I sat there close to tears trying to get my educated, professional DH out so we could think about it and talk it over.
Thank god, one of our friends is an accountant and sat down with DH and went over all the figures and pointed out if the first house sat empty for just one month out of the year we would go under, any boilers blowing up, car needing repairing we would have been stuffed.
I can totally understand how somebody could have been sucked and gone along with that deal after all the man telling us all about it was an IFA.
We were offered 10 times his salary on the basis that he isn't at the top of his profession yet, but he's 40 this year so we only had 25 years of working to pay it off and that was interest only. Thank god we said no, he'll be made redundant on the 21st November.
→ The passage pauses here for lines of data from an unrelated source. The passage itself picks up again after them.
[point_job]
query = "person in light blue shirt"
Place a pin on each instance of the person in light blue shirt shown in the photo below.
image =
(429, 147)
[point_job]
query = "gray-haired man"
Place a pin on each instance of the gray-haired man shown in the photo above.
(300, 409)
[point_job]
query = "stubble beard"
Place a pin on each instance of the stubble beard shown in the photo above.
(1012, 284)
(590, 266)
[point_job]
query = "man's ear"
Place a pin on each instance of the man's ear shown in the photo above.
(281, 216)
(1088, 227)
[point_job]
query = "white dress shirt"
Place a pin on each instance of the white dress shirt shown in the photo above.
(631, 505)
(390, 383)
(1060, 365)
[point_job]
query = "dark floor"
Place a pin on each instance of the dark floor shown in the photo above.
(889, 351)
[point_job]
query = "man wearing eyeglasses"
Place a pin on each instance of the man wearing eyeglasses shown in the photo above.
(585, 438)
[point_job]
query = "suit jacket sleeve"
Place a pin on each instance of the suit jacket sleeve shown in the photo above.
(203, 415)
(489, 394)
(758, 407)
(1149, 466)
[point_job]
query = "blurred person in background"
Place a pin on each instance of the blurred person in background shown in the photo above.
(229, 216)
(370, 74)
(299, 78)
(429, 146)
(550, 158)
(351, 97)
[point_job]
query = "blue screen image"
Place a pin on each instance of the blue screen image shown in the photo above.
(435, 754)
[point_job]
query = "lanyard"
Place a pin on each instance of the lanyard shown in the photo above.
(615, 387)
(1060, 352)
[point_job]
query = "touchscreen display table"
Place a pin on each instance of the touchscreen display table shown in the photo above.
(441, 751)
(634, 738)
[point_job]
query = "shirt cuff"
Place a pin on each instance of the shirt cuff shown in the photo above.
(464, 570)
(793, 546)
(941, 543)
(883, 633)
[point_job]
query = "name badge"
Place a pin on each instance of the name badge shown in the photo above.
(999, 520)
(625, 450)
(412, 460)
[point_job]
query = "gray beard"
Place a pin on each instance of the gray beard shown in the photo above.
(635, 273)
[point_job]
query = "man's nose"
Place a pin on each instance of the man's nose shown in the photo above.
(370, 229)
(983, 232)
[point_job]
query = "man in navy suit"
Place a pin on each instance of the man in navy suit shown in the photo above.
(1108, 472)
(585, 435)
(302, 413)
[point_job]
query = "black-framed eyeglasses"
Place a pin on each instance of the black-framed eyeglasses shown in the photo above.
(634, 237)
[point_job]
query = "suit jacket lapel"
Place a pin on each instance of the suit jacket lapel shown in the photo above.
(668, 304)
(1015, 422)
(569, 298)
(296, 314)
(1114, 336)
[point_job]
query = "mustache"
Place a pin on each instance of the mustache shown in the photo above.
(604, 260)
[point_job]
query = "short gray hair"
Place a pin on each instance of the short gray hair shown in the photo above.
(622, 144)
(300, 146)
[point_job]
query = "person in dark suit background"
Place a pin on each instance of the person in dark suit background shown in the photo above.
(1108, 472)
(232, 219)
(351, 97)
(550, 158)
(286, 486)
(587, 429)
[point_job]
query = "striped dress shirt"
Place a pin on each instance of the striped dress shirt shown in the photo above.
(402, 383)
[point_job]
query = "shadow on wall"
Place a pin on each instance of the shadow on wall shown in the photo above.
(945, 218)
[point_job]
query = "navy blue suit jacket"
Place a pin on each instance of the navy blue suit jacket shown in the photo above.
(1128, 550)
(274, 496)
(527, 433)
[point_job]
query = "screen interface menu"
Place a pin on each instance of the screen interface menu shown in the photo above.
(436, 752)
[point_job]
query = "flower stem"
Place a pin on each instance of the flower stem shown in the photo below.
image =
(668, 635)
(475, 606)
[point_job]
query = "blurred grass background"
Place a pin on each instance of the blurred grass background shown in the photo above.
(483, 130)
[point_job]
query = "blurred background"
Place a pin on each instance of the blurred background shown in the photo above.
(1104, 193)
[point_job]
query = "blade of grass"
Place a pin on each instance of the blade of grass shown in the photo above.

ohIdoliketobebesidethe · 07/11/2008 12:04

This is what a £4k mortgage gets you round my way. This is in what used to be the murder capital of the country - don't know if it still is though.

So for whoever thought everyone in an expensive house were in some way lucky - every house round here is well over half a million and pretty much everyone has a frightening mortgage.

blueshoes · 07/11/2008 12:05

katiedd: "Yes of course they do, there will be plenty who deserve to go under and who won't and plenty who have done nothing wrong who will it's always the way."

If Gordon Brown let the banks fry, it will precisely be the scenario of the plenty who done nothing wrong who will go under.